Machine Learning for Complete Intersection Calabi-Yau Manifolds: a Methodological Study

Published in Phys. Rev. D, 103, 12, 126014, 2021

Cite as: H. Erbin, R. Finotello. 'Machine Learning for Complete Intersection Calabi-Yau Manifolds: a Methodological Study'. Phys.Rev.D 103 (2021) 12, 126014 https://doi.org/10.1103/PhysRevD.103.126014

We revisit the question of predicting both Hodge numbers $h^{1,1}$ and $h^{2,1}$ of Complete Intersection Calabi-Yau 3-folds using machine learning, considering both the old and new datasets built respectively by Candelas-Dale-Lutken-Schimmrigk/Green-Hübsch-Lutken and by Anderson-Gao-Gray-Lee. In real world applications, implementing a ML system rarely reduces to feed the brute data to the algorithm.
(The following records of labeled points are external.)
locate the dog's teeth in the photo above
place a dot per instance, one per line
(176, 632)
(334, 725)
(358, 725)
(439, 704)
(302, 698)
Instead, the typical workflow starts with an exploratory data analysis which aims at understanding better the input data and finding an optimal representation. It is followed by the design of a validation procedure and a baseline model. Finally, several machine learning models are compared and combined, often involving neural networks with a topology more complicated than the sequential models typically used in physics. By following this procedure, we improve the accuracy of machine learning computations for Hodge numbers with respect to the existing literature. First, we obtain $97\%$ (resp. $99\%$) accuracy for $h^{1,1}$ using a neural network inspired by the Inception model for the old dataset, using only $30\%$ (resp. $70\%$) of the data for training. For the new one, a simple linear regression leads to almost $100\%$ accuracy with $30\%$ of the data for training. The computation of $h^{2,1}$ is less successful as we manage to reach only $50\%$ accuracy for both datasets, but this is still better than the $16\%$ obtained with a simple neural network (SVM with Gaussian kernel and feature engineering and sequential convolutional network reach at best $36\%$). This serves as a proof of concept that neural networks can be valuable to study the properties of geometries appearing in string theory.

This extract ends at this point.